Frei nach 23 Jahren

ich-ag der woche

»Heute Abend werde ich essen gehen. Und ich werde spät nach Hause kommen. Ich fühle mich jetzt wieder wie eine Erwachsene.« Zum ersten Mal nach 23 Jahren sprach Silvia Baraldini am Dienstag der vergangenen Woche als freier Mensch mit Journalisten.

Die 59jährige hatte sich in den sechziger und siebziger Jahren in den USA für den Kampf der Schwarzen engagiert und gehörte der Gruppe »19. Mai« an, die sich an Malcolm X orientierte, sowie einem Solidaritätskomitee für inhaftierte Militante der Black Liberation Army (BLA). Baraldini wurde beschuldigt, 1979 bei der Befreiung der BLA-Aktivistin Assata Shakur mitgewirkt zu haben. Obwohl sie für keine Bluttaten verantwortlich gemacht werden konnte, wurde sie 1983 zu 43 Jahren Haft verurteilt. Seitdem verbrachte sie 16 Jahre in den US-amerikanischen Hochsicherheitstrakten von Lexington/Kentucky und Marianna/Florida, wo sie Isolation, Schlafentzug und anderen psychischen Foltermethoden unterzogen wurde.
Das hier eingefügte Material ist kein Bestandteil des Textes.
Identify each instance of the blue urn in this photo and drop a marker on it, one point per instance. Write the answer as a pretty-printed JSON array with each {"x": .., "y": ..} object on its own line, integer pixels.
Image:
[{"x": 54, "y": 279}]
Verschiedene italienische Regierungen versuchten mehrmals, eine Auslieferung zu erreichen. Die Anträge wurden von den USA stets mit der Begründung abgelehnt, Italien gäbe keine konkreten Garantien dafür, dass Baraldini dort die ganze Strafe abbüßen werde.

1999 wurde sie endlich nach Italien überstellt. Dort hätte sie bis 2008 den Rest ihrer Strafe im römischen Gefängnis Rebibbia absitzen müssen. Sie erkrankte aber an Brustkrebs und musste mehrmals operiert werden. 2001 wurde sie aus Gesundheitsgründen unter Hausarrest gestellt. Seitdem durfte sie tagsüber einer Arbeit nachgehen. Im Juli verfügte die Mitte-Links-Regierungskoalition von Romano Prodi einen Strafnachlass, dank dem in Italien ca. 20 000 Gefangene frei gekommen sind. Baraldini ist eine von ihnen.